Taylor also cited US data showing much higher rates of COVID-19 cases among various tribal nations. For example, the case rates per 100,000 people are significantly higher for the Pueblo people of Zia and San Felipe than COVID-19 rates reported in New York City, a hotspot for infection. White Mountain Apache and members of the Navajo nation had higher rates of COVID-19 infection than rates observed in New Jersey.
“You have very distinct groups, but the common denominator is their relative marginalization, their social deprivation,” said Taylor. “Yes, there might be more comorbidities, but those comorbidities can often be traced in turn to social marginalization.” While there is speculative evidence pointing to a biological basis for disparities in COVID-19 outcomes, such as different inflammatory responses by race, there is wide genetic heterogeneity of the groups having a difficult time with the disease.
For clinicians, Taylor reminded physicians that successful discharge is not the end of the story, noting that disparities can re-emerge at home and in service-oriented workplaces.

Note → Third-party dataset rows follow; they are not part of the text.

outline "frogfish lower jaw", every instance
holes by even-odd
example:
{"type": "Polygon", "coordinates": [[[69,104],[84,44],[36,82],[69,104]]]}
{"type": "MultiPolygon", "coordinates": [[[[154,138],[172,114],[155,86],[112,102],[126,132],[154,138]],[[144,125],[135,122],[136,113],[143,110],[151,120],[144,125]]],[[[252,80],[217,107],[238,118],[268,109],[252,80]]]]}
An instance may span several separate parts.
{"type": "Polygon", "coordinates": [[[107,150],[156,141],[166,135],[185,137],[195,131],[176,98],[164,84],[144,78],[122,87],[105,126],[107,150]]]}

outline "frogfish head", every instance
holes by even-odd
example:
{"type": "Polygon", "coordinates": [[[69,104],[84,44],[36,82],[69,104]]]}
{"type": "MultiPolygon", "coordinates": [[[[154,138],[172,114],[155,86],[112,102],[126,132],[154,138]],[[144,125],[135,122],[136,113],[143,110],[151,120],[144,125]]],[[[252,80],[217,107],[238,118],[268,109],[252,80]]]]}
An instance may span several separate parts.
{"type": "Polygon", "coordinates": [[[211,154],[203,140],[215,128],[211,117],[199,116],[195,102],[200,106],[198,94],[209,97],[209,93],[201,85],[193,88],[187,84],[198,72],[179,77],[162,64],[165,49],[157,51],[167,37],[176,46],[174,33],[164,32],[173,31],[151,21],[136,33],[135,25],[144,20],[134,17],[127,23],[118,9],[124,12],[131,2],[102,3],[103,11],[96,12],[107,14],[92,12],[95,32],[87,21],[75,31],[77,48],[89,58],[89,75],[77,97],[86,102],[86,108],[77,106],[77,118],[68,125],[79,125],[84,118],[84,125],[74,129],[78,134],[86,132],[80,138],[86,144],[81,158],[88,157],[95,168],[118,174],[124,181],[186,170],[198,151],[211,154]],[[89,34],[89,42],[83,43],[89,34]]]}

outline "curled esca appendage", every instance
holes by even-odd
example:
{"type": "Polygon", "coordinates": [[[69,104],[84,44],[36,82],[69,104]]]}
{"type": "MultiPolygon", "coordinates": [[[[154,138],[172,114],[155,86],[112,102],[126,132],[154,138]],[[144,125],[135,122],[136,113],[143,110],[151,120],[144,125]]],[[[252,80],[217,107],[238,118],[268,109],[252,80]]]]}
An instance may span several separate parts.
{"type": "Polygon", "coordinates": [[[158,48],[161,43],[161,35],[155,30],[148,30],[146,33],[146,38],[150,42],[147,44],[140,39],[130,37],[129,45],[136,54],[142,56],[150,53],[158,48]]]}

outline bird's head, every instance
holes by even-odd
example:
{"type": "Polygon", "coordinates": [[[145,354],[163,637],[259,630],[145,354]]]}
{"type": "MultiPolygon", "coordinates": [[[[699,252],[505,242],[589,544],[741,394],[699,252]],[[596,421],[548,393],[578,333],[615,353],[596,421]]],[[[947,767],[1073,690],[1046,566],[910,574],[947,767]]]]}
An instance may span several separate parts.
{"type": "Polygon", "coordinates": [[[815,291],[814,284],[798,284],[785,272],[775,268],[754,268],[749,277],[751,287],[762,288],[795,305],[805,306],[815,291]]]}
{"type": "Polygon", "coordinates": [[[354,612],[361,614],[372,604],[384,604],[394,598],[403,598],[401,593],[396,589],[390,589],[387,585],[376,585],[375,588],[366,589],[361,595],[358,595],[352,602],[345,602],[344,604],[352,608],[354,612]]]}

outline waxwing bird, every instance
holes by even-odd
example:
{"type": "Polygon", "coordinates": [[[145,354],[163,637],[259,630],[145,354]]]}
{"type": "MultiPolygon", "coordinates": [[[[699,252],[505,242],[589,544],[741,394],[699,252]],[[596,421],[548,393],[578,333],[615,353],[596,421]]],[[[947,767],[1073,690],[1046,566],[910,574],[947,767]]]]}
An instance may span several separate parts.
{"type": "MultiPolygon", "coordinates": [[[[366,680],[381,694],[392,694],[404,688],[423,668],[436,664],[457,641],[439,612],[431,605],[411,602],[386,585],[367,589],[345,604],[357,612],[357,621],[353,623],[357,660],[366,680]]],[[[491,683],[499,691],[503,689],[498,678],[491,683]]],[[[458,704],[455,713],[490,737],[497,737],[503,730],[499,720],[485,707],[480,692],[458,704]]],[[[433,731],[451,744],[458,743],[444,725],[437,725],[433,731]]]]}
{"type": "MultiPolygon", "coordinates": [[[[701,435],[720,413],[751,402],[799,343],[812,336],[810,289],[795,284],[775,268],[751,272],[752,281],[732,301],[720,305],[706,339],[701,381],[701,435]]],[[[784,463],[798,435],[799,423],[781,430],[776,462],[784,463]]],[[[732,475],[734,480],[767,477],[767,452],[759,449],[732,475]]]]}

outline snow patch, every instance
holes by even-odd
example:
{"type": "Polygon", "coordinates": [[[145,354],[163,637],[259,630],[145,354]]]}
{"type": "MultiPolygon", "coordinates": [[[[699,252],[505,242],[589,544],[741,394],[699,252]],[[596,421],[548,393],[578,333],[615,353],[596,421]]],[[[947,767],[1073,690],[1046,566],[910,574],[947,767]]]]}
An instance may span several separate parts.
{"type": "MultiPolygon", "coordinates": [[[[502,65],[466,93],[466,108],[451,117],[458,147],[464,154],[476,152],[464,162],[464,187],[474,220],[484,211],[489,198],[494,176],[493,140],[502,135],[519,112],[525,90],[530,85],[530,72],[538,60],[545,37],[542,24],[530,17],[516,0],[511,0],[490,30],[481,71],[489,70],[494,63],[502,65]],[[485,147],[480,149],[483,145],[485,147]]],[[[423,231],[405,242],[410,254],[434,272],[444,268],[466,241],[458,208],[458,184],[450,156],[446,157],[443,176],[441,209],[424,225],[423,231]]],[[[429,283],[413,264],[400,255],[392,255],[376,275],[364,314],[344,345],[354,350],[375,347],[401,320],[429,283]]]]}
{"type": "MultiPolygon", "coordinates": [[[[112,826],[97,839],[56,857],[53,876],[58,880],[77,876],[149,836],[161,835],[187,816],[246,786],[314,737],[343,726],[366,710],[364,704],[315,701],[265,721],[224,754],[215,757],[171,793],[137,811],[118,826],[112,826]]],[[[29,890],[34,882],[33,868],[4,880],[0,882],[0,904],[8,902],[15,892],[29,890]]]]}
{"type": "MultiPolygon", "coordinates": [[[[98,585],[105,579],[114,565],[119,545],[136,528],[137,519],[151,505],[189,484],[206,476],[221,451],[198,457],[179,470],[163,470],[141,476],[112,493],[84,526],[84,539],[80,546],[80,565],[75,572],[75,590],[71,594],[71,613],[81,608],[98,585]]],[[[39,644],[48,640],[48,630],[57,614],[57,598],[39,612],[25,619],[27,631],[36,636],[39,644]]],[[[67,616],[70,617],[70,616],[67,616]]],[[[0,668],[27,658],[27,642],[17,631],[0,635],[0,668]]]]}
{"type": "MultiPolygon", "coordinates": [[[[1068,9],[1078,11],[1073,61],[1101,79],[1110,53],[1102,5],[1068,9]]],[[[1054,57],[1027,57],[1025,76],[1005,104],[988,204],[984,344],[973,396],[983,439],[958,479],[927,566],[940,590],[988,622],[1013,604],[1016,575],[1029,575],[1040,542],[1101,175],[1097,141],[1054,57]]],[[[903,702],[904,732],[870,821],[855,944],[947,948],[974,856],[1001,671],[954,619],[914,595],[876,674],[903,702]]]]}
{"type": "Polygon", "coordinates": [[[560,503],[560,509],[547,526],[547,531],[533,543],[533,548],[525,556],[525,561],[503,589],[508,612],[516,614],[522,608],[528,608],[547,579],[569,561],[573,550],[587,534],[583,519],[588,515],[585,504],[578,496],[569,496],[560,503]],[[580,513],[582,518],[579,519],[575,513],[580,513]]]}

He also acknowledged the widespread protests across the US, noting that many African Americans and others may be placing themselves at risk for COVID-19.
“These individuals clearly feel that the threshold against going out and congregating has been exceeded by the compelling need to make a statement, as Dr. Yancy has alluded to, about what is more likely to kill an African American,” said Taylor. “People have made a judgement that this is a risk worth taking given the social context.”
American College of Cardiology Summer COVID-19 Education Series. ACC Diversity and Inclusion: Health Disparities. Presented online June 11, 2020.